To make matters more urgent, the old Engine 204 firehouse is currently sitting empty after a deal to lease it to the now defunct Brooklyn Philharmonic fizzled out — hence “defunct” — and the board wants the city to reclaim it now before developers start circling.
If Hammerman can just sit down with DeBlasio to plead the community’s case, he is positive he can set the blaze in the mayor’s belly alight once again.
“I’ve been pestering the mayor’s office and they’ve been unable to get us any kind of response whatsoever,” he said. “It’s frustrating because we do believe that this issue is important to DeBlasio personally and if we can get to him he might actually have a strong opinion on the matter.”
But DeBlasio’s ears aren’t burning. City Hall declined to comment and redirected questions to the Fire Department, which said there are no plans to reopen the station anytime soon as the need just isn’t there, and claimed response times of nearby trucks are faster than most in the city — although the agency refused to give exact figures.

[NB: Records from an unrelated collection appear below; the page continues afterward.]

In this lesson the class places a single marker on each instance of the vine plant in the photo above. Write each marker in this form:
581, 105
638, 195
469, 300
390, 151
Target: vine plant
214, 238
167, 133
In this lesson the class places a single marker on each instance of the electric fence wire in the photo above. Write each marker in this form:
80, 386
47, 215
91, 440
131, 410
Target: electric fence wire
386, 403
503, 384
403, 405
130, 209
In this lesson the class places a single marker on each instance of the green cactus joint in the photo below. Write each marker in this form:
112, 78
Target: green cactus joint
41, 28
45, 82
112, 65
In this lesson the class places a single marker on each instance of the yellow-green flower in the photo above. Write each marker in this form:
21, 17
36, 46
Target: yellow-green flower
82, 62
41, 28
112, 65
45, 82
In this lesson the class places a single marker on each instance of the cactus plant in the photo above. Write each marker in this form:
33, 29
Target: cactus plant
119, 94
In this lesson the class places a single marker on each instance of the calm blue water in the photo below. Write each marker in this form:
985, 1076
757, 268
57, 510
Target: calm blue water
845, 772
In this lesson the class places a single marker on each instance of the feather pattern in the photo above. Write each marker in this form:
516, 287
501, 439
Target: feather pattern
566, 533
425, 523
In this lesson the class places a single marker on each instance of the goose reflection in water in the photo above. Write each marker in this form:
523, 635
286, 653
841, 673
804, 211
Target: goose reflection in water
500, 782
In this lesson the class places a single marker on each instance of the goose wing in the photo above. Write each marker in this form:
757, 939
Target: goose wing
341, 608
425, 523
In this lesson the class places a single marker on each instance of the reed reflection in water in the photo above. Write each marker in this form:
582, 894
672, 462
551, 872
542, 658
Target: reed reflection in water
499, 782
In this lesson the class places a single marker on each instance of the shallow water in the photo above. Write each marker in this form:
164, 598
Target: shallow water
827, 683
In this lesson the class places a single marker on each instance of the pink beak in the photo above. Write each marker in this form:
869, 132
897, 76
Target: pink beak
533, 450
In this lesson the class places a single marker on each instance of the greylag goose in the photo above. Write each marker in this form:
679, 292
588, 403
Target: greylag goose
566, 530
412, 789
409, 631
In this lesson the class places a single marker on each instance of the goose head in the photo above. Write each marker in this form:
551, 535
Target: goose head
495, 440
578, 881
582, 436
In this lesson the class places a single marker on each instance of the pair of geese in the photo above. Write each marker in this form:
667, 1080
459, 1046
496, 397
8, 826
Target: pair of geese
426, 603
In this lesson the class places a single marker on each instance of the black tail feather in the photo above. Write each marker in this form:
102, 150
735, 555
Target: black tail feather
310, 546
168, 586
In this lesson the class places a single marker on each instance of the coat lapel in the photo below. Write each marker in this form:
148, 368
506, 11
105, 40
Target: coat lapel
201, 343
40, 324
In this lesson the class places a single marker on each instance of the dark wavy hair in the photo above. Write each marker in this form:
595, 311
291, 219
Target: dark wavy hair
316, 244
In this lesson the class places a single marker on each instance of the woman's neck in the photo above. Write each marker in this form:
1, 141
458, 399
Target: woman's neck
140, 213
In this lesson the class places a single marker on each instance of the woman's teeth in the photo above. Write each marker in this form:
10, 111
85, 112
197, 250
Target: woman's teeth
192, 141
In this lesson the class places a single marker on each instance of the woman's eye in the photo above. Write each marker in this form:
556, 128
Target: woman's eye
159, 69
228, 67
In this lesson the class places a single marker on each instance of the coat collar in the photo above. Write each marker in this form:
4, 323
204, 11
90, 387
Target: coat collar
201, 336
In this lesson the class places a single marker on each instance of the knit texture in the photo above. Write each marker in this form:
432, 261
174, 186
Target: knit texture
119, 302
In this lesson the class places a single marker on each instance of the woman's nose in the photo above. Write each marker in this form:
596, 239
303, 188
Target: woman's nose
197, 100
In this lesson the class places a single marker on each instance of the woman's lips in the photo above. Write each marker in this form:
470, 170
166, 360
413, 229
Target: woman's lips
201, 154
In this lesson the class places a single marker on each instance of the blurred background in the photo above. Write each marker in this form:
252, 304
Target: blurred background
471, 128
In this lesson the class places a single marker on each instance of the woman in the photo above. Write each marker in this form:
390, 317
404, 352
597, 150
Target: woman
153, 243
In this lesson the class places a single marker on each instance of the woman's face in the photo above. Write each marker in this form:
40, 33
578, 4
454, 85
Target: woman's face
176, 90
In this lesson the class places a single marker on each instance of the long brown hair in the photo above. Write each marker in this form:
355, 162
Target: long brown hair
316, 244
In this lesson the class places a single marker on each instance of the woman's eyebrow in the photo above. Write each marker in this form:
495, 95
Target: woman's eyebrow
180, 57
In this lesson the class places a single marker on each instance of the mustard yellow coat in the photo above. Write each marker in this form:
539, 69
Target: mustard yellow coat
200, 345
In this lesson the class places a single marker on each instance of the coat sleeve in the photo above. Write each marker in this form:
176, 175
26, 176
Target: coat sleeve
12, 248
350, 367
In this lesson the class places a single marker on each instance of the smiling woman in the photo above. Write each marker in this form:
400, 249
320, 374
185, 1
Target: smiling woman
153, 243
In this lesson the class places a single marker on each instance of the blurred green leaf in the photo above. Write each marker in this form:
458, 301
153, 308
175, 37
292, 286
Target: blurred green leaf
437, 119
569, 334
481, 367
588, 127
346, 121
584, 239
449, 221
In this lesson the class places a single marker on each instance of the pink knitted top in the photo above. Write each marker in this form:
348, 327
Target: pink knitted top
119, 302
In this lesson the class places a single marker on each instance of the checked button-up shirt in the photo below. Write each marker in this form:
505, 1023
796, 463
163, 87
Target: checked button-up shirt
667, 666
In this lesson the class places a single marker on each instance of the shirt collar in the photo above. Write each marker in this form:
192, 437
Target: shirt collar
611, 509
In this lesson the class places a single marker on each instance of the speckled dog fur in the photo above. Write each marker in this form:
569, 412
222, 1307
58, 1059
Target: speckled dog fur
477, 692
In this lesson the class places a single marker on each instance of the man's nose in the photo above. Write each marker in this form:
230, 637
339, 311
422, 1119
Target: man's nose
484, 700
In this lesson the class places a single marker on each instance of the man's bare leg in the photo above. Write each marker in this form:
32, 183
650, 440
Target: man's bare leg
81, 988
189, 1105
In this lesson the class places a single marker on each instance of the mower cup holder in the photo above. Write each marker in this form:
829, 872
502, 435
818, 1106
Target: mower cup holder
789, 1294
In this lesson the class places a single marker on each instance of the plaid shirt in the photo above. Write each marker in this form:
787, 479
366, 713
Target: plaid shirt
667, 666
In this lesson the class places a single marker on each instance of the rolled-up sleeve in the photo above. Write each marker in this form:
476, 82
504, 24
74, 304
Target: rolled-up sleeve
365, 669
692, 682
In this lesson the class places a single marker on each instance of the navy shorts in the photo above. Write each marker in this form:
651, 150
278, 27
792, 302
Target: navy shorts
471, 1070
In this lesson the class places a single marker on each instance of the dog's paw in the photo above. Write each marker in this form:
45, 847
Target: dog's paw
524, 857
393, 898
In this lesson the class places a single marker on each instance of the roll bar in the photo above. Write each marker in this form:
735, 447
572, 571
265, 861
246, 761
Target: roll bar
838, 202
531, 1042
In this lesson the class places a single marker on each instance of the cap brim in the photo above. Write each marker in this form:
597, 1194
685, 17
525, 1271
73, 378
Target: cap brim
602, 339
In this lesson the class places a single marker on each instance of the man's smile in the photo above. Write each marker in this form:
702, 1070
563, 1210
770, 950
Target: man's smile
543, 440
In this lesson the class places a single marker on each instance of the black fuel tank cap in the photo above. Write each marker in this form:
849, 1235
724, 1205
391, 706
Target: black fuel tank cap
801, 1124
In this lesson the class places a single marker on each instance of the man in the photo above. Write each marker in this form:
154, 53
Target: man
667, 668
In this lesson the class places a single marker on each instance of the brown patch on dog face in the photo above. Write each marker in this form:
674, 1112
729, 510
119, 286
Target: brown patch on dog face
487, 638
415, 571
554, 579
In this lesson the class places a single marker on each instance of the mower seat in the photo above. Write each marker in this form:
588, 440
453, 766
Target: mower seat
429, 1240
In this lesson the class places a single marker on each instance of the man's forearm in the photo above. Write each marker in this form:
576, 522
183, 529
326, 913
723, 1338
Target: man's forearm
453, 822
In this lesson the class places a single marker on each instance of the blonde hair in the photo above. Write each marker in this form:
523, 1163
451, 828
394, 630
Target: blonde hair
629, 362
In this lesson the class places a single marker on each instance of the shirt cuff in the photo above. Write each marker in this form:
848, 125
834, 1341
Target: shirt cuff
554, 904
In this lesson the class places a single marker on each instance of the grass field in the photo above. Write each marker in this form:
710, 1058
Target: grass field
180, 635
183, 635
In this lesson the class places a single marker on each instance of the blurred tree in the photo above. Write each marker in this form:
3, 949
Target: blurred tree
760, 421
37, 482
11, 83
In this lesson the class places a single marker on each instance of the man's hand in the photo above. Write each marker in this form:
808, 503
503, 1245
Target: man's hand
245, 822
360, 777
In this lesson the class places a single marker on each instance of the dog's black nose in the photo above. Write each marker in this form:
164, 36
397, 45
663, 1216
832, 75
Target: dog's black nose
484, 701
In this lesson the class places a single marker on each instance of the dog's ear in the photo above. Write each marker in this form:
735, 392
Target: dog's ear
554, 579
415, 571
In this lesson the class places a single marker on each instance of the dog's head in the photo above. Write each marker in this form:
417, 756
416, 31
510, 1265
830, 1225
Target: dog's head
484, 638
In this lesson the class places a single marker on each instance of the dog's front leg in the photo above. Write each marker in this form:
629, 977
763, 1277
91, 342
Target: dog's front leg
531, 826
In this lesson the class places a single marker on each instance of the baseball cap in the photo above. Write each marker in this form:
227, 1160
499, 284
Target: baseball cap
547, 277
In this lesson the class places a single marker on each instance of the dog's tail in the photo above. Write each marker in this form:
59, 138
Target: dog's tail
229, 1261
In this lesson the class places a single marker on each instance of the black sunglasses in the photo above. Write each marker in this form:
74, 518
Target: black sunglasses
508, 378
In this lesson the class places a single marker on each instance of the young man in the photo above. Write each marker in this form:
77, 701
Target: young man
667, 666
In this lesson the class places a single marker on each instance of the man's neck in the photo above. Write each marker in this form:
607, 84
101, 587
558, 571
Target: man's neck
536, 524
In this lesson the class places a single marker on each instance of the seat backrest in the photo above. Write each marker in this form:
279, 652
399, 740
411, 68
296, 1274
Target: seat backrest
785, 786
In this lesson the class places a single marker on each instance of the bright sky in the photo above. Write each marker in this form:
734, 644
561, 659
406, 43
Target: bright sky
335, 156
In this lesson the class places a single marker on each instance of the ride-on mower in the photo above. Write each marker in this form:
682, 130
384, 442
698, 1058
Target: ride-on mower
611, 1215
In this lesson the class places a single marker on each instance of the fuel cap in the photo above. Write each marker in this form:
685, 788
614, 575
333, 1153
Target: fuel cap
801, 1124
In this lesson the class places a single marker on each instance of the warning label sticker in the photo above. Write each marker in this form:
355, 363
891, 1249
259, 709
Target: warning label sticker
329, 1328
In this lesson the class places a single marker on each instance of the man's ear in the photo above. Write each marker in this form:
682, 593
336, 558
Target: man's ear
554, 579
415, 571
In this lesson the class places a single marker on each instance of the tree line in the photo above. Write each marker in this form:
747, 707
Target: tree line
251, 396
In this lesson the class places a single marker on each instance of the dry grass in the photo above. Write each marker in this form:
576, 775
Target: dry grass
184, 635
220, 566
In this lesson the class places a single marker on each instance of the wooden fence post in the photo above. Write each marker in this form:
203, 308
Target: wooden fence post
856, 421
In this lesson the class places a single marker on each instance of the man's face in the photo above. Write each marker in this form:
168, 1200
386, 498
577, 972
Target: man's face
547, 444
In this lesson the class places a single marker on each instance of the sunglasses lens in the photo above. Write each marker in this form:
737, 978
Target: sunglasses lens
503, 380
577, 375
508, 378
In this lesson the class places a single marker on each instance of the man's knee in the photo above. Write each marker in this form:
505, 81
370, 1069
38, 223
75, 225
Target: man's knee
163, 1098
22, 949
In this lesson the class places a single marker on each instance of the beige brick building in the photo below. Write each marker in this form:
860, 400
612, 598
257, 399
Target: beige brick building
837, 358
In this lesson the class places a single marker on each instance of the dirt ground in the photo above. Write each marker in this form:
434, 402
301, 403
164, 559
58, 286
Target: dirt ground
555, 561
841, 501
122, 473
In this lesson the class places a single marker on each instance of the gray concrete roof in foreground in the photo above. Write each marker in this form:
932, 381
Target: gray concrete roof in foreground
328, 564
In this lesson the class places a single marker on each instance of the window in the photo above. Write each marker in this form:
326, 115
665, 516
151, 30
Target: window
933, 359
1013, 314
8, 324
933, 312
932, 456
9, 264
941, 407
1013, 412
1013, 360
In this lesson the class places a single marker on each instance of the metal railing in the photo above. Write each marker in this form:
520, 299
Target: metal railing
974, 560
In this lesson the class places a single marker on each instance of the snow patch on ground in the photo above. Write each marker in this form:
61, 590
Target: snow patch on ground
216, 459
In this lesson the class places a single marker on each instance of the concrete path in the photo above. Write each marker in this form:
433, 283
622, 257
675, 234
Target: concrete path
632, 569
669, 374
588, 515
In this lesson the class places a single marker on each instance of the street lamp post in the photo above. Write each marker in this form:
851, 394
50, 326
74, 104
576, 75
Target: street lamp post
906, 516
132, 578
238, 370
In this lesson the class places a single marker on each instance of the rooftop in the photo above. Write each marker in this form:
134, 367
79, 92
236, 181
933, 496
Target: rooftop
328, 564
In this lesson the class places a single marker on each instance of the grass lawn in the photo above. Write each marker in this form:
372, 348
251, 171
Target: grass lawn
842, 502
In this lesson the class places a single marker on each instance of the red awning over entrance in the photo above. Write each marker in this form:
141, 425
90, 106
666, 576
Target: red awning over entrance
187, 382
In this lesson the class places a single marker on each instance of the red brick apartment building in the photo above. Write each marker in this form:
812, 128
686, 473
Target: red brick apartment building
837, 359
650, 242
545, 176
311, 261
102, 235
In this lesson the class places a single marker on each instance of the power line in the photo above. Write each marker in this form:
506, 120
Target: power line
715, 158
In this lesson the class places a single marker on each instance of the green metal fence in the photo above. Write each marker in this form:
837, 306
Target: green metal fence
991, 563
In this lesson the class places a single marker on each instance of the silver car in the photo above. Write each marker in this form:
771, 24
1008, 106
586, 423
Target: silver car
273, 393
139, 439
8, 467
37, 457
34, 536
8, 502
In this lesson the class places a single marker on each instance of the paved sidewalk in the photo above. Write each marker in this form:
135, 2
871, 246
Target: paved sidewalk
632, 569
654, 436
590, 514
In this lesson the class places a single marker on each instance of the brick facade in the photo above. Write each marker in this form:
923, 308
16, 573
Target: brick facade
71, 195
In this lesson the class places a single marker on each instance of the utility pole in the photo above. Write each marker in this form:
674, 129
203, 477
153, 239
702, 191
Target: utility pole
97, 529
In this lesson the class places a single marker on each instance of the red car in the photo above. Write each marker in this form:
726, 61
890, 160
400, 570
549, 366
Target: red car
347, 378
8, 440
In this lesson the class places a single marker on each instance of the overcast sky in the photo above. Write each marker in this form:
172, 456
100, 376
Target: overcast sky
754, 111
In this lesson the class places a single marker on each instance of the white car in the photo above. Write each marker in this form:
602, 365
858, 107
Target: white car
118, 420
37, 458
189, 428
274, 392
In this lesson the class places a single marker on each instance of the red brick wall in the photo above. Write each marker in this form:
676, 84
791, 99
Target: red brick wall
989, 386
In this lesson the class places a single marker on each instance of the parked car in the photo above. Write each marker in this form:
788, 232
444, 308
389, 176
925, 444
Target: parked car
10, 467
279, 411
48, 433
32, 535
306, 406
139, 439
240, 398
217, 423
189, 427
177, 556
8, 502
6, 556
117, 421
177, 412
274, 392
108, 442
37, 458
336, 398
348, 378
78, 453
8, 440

And a local city-planning expert reluctantly agrees that modern advances in fire safety means 204 just isn’t needed anymore.
“I was one of the people who cried when they closed 204,” said Cobble Hill resident David Burney, a professor at Pratt Institute and the city’s former design and construction commissioner, who fondly remembers walking by Engine 204 with his kids and watching the firemen wash their trucks. “But we don’t really need a firehouse there. The old brownstone firehouses were built in the days before there were sprinklers and fire-safety precautions.”
Buscemi’s people did not return requests for comment.